Shepherdstown residents are cleaning out their coat closets to help the Oglala Sioux Lakota peoples stay warm this winter.

This marks the third year that Jeanne Morton is collecting coats for the Native Americans, and this time the organizers of the Shepherdstown Women's March is helping to spearhead the efforts.

Morton said she learned about native peoples while living in North Carolina several years ago, and through a series of circumstances she began to gather coats for a particularly impoverished group living in the Pine Ridge Reservation in South Dakota.

Article Photos

Submitted photo

Jeanne Morton sits among collected coats for the Oglala Sioux Lakota people at Maria’s Taqueria on Sept. 6.

"While I was living in North Carolina I became acquainted with a number of people living at a Cherokee reservation," Morton said. "I learned that what our history books tell us about Native Americans is totally wrong, and I developed a real warm spot in my heart for them."

Several years later, Morton's friend lost a daughter who had a lot of coats to donate. Wanting to donate to Native Americans in need, she turned to Morton for help knowing her connection to native peoples. Morton did some research and discovered a non-profit group called Oceti Wakan, which works with the Pine Ridge Reservation - a population of 38,000. The counties that make up the reservation are the poorest in the United States. Morton said they were so excited to be receiving coats, as the winter temperatures can reach 30 degrees below zero at times.

"I feel like this is a spiritual assignment for me - like I had to fulfill by (sending coats)," Morton said.

The coat drive was kicked off at Maria's Taqueria on Sept. 6, where 97 coats and sweaters were received - as well as hats, gloves and scarves.

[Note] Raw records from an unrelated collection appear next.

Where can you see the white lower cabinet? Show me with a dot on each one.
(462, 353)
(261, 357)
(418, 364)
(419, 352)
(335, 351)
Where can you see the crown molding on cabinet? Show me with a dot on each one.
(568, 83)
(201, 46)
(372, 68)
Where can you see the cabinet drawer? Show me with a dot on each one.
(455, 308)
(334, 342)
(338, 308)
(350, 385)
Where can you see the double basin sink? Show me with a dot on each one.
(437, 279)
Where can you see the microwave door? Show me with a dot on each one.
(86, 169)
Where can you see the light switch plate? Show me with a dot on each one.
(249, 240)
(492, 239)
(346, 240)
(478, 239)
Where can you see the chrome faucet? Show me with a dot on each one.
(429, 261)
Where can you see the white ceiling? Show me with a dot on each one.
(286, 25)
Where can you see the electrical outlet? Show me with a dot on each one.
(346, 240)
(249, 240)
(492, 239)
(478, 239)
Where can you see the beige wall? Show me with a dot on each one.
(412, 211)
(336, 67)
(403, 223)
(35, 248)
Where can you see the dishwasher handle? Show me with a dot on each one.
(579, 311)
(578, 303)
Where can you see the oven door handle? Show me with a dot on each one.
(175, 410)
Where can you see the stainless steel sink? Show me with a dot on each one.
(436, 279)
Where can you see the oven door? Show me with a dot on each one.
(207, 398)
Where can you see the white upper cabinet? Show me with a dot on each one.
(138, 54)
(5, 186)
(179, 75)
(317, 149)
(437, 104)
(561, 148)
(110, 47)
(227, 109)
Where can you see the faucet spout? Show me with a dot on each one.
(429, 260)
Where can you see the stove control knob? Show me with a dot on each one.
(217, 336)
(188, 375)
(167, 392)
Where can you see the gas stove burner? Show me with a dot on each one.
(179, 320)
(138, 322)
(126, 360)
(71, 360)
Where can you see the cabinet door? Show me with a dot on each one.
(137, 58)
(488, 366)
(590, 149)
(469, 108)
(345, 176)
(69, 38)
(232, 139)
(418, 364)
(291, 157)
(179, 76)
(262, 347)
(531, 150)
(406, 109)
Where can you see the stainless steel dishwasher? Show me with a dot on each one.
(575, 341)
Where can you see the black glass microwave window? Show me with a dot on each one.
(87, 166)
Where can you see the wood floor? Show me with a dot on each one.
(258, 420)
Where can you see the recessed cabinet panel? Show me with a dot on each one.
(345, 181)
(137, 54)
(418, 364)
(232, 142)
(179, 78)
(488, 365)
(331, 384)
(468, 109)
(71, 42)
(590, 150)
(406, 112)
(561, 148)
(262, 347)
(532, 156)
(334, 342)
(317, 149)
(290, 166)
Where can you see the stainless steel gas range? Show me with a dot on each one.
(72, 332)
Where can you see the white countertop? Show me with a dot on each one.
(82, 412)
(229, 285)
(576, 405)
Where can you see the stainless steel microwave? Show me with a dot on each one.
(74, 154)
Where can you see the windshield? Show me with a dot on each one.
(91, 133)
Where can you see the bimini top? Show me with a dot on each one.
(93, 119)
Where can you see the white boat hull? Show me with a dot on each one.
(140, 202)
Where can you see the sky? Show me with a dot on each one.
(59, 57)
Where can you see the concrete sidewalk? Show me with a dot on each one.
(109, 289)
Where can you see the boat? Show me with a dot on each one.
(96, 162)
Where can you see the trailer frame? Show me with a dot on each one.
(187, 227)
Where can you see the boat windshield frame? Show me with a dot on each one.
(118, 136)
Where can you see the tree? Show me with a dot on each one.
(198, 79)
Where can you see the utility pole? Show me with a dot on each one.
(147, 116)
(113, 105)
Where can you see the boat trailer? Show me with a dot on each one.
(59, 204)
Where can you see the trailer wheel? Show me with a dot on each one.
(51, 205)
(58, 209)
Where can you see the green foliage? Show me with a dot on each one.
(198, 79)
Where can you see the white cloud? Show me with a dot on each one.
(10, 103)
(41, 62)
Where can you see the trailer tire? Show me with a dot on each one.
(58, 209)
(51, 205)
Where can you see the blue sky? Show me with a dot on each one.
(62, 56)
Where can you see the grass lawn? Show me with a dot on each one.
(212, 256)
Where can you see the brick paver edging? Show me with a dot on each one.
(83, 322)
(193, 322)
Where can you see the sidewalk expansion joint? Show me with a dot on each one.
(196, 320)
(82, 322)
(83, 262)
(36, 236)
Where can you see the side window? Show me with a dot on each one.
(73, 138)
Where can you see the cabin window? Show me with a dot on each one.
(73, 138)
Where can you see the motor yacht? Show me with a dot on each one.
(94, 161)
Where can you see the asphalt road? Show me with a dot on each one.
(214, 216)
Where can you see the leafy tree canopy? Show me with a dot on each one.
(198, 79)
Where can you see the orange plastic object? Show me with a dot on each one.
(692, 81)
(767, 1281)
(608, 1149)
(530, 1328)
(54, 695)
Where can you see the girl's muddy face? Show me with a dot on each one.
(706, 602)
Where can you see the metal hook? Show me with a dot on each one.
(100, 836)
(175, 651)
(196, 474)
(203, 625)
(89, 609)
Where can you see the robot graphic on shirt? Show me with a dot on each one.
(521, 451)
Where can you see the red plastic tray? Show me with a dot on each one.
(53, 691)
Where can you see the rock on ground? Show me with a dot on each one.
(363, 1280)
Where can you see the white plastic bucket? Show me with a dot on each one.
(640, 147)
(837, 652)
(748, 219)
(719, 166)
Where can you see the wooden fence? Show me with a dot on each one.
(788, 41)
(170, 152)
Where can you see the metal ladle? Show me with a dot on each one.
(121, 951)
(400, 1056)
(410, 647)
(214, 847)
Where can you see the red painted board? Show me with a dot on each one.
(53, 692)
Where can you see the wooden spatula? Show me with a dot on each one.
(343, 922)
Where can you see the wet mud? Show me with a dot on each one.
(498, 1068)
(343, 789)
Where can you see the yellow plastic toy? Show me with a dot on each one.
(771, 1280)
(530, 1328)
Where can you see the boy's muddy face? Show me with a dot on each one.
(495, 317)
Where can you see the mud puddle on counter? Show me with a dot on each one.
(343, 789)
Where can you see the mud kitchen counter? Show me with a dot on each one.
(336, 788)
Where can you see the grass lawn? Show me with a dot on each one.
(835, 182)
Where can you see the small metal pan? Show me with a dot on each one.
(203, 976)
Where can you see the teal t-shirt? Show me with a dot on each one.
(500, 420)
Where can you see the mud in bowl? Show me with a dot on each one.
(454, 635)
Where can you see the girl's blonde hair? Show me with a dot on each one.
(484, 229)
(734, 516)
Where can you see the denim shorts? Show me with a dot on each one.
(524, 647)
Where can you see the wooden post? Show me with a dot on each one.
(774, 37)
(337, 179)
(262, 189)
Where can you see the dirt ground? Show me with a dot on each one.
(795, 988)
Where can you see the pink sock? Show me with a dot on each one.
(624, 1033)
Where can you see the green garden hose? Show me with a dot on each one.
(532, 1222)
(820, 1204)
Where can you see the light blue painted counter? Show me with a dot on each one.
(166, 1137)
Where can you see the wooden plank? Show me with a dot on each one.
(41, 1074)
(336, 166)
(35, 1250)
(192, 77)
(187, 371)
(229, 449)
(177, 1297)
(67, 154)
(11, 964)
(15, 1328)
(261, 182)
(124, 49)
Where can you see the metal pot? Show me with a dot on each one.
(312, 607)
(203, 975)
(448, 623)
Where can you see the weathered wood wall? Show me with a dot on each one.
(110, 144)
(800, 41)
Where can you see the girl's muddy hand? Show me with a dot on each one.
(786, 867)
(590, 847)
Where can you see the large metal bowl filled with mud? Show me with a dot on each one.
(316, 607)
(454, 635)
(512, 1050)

"It has just really been heartwarming. I've had donations from white people, African Americans, from Christians, from Muslims, from atheists, from Buddhists, from my art classes - all walks of life. Everyone really comes together to help," Morton said.

Morton is collecting gently-used winter clothing items that are in good condition - with no tears or stains - and is in particular need of children's coats and boots. Additionally, Morton would like to collect art supplies for the children on the reservation.

Collection will end on Sept. 25, and donations can be dropped off at a designated box at Dickinson and Wait Gallery, located at 121 E. German St.

Monetary contributions can be made directly to the Oceti Wakan non-profit by visiting www.ocetiwakan.org.